A worker at the petstore gave me 5 pond snails recently for free..and I figured why not, I'll toss them in the tanks..
So one betta has 2 snails and the other has 3..
Well..
The one with only 2 snails is egg-free and his snails are quite cute!
...
The other one, however..:shock: I noticed last night at least 5 egg clusters...
and today I removed at least 15..
Some crazy snail is going on a breeding spree!
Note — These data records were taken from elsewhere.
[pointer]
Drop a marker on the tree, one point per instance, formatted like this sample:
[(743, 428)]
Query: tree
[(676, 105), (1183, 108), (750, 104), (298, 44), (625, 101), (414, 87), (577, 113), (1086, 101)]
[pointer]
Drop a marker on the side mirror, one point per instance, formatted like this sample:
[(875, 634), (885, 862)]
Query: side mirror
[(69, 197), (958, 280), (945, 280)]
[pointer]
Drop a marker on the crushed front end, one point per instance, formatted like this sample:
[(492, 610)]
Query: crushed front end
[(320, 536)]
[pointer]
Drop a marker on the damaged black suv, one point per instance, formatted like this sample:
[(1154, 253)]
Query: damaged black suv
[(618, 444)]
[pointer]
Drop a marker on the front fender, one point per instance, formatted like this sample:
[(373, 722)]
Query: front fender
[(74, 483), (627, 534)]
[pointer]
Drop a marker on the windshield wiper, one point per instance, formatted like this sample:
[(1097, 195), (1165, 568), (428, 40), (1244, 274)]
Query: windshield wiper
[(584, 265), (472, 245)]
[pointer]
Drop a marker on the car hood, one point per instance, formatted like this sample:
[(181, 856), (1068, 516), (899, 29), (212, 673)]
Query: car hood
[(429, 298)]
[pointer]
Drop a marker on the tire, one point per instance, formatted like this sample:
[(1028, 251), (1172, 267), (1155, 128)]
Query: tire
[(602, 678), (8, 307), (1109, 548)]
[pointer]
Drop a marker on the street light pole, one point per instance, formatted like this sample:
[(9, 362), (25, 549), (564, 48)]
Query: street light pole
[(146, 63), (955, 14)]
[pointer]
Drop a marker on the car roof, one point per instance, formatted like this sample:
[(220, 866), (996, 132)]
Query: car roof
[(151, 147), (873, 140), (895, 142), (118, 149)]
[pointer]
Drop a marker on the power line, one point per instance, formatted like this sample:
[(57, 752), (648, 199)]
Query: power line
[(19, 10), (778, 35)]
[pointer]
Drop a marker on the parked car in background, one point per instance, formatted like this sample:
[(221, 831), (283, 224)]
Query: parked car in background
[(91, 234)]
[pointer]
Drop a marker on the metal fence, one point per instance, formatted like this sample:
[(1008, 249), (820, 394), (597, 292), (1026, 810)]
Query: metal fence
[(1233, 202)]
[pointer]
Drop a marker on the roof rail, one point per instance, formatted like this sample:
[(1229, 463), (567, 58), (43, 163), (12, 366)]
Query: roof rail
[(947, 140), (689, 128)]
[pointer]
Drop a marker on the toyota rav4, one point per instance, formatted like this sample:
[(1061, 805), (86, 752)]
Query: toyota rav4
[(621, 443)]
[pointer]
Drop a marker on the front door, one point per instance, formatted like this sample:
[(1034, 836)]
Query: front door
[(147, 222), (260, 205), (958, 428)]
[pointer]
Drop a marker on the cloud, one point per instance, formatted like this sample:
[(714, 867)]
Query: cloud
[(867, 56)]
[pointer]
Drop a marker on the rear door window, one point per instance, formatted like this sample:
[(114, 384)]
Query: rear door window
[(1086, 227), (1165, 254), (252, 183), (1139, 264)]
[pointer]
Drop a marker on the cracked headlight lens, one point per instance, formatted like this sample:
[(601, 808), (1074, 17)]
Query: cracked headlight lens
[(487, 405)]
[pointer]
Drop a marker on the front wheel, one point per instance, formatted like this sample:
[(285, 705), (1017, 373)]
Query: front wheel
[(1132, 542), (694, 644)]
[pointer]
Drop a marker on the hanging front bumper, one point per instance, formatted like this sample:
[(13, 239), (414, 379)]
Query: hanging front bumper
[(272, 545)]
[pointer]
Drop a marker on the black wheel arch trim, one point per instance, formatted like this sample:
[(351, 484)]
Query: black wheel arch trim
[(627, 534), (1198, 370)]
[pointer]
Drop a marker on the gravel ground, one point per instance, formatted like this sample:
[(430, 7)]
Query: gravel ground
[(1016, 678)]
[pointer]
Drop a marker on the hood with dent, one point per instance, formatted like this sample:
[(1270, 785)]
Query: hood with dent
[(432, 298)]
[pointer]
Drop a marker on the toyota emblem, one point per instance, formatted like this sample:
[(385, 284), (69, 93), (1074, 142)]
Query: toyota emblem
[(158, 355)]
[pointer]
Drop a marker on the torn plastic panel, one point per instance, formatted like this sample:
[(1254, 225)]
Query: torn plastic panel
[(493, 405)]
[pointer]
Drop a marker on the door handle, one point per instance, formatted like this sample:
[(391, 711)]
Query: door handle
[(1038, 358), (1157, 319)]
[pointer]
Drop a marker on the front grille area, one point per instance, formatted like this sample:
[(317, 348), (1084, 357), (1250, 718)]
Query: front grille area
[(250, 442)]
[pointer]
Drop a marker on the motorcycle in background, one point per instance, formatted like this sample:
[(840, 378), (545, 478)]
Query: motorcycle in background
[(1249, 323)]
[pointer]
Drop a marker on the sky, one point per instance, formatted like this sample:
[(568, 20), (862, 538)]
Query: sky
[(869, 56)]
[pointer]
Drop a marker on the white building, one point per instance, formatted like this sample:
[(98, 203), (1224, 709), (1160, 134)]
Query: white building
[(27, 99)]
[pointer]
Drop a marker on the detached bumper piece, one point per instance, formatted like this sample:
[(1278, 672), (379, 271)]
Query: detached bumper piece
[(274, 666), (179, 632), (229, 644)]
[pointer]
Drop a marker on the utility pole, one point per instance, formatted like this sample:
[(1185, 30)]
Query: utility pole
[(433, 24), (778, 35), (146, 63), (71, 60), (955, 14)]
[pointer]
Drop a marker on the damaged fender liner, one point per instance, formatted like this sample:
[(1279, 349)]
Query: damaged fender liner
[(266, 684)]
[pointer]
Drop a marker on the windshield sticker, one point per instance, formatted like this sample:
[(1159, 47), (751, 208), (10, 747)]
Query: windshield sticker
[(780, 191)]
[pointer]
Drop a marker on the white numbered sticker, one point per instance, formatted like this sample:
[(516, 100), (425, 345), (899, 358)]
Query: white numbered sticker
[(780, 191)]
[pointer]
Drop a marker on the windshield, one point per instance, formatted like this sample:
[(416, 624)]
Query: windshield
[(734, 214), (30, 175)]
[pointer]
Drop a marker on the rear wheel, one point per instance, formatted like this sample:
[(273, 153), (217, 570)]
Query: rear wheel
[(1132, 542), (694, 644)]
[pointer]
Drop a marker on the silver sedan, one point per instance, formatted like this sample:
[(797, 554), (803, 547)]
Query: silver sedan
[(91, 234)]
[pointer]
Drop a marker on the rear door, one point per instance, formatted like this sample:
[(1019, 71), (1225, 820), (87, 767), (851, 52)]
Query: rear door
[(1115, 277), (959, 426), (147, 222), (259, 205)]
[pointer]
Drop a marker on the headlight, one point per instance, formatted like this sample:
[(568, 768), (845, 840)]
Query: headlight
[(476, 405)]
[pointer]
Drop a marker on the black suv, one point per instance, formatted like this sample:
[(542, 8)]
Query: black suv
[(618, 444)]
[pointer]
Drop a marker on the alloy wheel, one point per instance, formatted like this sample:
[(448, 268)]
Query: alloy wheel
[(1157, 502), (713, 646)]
If I remove the eggs when I notice them and stick them in a vase..
Should the tank remain baby-free? I'll be checking daily, so I don't see how they'd manage to hide eggs from me. They were all on the sides of the tank.
I'll probably see if my bettas will eat the pond snail babies.. I don't need to be overrun by them and I'd rather they be eaten and provide nutrition as opposed to being flushed or something..
But I'll be "raising" the babies in a water filled vase instead of in my tank.


----------



## Oldfishlady (Mar 1, 2010)

I am a big common snail fan....but these little guys can get out of hand pretty fast especially if you overfeed and have left over food in the tank...more food=more snails.....so limit food for them by removing any uneaten food ASAP....look and remove the egg clusters as you are doing already and destroy and depose of properly.....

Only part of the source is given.